IWbemUnsecuredApartment で非同期呼び出しを実行するには
CoCreateInstance を呼び出して専用プロセスを作成します。
次のコード例では、CoCreateInstance を呼び出して、専用プロセスを作成します。
CLSID CLSID_WbemUnsecuredApartment; IWbemUnsecuredApartment* pUnsecApp = NULL; CoCreateInstance(CLSID_WbemUnsecuredApartment, NULL, CLSCTX_LOCAL_SERVER, IID_IWbemUnsecuredApartment, (void**)&pUnsecApp);
シンク オブジェクトのインスタンスを作成します。
次のコード例では、新しいシンク オブジェクトを作成します。
CMySink* pSink = new CMySink; pSink->AddRef();
シンクに対するスタブを作成します。
スタブは、シンクから生成されるラッパー関数です。
次のコード例では、シンク用のスタブを作成しています。
LPCWSTR wszReserved = NULL; IWbemObjectSink* pStubSink = NULL; IUnknown* pStubUnk = NULL; pUnsecApp->CreateSinkStub(pSink, WBEM_FLAG_UNSECAPP_CHECK_ACCESS, //Authenticate callbacks regardless of registry key wszReserved, &pStubSink);
シンク オブジェクト ポインターを解放します。
スタブでポインターを所有するようになったため、オブジェクト ポインターを解放できます。
次のコード例では、オブジェクト ポインターを解放しています。
pSink->Release();
任意の非同期呼び出しでスタブを使用します。
呼び出しが完了したら、ローカル参照カウントを解放します。
次のコード例では、非同期呼び出しでスタブを使用しています。
// pServices is an IWbemServices* object pServices->CreateInstanceEnumAsync(strClassName, 0, NULL, pStubSink);
呼び出し後に非同期呼び出しを取り消す必要がある場合があります。 呼び出しを取り消す必要がある場合は、最初に呼び出しを行ったのと同じポインターを使用して呼び出しをキャンセルします。
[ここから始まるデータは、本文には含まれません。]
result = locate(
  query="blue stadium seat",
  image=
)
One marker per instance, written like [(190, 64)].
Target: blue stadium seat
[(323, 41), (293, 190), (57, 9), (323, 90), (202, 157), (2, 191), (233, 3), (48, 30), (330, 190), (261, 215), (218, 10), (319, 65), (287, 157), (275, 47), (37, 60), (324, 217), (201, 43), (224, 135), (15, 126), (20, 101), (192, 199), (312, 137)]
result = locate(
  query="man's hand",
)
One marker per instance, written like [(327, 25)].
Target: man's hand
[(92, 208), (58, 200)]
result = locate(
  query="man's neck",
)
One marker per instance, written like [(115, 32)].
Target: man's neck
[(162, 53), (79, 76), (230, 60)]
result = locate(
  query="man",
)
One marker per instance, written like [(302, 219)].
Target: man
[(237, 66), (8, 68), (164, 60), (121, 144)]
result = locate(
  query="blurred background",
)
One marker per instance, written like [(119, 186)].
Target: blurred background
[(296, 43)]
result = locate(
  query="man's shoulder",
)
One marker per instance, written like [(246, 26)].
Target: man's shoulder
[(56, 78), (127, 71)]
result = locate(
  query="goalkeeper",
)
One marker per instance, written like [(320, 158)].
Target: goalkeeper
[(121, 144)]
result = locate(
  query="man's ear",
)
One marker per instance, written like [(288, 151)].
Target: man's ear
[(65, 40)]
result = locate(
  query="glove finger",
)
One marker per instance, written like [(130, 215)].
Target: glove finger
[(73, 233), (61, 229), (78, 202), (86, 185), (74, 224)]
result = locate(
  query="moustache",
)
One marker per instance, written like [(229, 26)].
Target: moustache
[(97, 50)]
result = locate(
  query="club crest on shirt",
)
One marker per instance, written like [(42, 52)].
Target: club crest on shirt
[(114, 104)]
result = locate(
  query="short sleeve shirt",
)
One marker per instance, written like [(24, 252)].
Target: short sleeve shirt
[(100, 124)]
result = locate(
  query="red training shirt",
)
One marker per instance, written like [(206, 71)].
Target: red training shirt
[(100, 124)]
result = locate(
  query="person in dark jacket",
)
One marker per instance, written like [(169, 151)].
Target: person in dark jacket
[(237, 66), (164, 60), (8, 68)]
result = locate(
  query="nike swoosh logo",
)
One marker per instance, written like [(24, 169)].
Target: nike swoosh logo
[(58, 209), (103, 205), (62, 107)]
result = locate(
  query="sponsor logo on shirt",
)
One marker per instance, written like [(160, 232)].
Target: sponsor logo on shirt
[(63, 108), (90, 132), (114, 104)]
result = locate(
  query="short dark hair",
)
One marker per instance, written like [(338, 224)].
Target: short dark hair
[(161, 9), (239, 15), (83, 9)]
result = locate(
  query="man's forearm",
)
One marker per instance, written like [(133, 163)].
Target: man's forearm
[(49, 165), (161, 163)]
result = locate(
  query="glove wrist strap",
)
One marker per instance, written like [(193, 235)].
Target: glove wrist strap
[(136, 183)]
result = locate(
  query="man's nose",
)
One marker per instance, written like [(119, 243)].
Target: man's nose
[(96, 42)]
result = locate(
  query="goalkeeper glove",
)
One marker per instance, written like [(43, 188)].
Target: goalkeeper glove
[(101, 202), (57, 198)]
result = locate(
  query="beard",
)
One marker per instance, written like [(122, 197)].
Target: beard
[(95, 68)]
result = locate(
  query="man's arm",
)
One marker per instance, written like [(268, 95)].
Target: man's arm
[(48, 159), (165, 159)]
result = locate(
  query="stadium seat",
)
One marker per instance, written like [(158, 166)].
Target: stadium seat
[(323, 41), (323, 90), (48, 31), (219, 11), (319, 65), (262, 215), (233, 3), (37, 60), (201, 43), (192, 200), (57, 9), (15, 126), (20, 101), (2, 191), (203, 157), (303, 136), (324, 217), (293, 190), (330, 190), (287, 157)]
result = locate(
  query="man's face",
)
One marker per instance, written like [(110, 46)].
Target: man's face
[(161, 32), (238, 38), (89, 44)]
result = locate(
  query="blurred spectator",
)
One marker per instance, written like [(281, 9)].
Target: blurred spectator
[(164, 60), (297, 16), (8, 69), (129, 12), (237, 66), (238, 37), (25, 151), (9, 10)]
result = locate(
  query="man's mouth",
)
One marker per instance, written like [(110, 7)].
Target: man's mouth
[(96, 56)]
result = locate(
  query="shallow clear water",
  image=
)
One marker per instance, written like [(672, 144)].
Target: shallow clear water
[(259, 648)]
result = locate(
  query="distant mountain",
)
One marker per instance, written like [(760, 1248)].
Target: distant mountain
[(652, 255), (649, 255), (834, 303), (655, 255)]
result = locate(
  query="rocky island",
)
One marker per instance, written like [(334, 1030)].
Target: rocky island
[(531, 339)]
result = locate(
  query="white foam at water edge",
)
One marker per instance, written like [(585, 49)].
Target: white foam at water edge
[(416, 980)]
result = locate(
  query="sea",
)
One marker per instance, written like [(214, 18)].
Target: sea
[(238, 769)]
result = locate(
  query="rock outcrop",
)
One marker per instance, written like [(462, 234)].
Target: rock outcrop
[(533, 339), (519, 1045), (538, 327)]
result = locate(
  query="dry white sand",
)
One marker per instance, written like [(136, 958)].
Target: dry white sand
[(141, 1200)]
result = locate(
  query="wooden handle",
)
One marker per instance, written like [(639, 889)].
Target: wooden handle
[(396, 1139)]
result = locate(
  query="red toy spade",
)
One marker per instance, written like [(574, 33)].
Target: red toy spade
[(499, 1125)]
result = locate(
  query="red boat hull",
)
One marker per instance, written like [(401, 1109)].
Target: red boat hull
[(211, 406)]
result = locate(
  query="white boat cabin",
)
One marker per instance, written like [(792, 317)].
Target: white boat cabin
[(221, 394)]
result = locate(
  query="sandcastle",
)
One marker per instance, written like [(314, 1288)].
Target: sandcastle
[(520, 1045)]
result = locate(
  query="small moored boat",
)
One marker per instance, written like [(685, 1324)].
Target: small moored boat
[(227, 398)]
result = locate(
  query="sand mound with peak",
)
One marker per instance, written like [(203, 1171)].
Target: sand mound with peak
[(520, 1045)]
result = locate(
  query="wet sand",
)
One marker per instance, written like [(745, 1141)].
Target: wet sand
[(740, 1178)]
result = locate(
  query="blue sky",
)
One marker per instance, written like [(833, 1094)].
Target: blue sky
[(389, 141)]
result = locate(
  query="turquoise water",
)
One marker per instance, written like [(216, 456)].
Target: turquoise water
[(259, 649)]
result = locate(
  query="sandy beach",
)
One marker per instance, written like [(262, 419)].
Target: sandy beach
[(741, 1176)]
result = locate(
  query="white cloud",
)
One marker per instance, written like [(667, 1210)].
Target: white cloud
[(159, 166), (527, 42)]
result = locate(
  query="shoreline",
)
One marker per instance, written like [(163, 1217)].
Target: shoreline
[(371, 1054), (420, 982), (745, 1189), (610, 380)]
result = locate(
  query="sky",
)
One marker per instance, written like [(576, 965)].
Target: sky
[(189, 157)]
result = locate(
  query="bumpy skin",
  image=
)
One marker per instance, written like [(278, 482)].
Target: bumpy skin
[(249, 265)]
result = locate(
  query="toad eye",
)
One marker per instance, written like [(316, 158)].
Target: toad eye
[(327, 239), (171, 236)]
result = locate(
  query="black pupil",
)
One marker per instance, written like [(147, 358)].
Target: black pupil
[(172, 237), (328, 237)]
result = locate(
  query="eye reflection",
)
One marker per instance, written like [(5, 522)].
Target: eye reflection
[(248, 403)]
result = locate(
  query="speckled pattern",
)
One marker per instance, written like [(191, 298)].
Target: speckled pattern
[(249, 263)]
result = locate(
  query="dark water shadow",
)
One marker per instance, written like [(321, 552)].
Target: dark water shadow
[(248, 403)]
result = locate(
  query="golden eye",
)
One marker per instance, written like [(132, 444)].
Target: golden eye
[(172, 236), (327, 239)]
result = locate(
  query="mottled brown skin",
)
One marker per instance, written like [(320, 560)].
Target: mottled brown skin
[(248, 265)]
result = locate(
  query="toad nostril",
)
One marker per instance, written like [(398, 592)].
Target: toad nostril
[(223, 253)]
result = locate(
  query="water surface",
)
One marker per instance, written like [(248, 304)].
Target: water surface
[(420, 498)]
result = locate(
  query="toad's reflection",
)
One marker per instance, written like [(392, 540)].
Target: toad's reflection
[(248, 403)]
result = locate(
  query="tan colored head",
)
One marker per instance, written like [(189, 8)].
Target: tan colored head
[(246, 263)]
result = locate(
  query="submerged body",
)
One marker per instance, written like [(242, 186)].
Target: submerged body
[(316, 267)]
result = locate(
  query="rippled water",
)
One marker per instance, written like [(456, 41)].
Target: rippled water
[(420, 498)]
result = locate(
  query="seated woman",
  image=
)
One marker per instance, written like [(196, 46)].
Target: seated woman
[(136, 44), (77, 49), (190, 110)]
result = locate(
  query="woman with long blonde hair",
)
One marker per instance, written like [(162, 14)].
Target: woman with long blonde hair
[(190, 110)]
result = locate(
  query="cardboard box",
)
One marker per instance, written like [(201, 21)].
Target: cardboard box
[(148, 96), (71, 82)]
次のコード例では、非同期呼び出しを取り消す方法を示しています。
pServices->CancelAsyncCall(pStubSink);
非同期呼び出しの使用が完了したら、ローカル参照カウントを解放します。
非同期呼び出しを取り消す必要がないことを確認した後にのみ、pStubSink ポインターを解放してください。 また、WMI によって pSink シンク ポインターが解放された後は、pStubSink を解放しないでください。 pSink の後に pStubSink を解放すると、シンクとスタブの両方がメモリに永遠に保持される循環参照カウントが作成されます。 代わりに、ポインターを解放できる場所は、元の非同期呼び出しが完了したことを報告するために WMI によって行われた IWbemObjectSink::SetStatus 呼び出し内です。
完了したら、Release() への呼び出しを使用して、COM を初期化前の状態に戻します。
次のコード例は、pUnsecApp ポインターで Release() を呼び出す方法を示しています。
pUnsecApp->Release();
CoInitializeSecurity 関数とパラメーターの詳細については、COM のドキュメントを参照してください。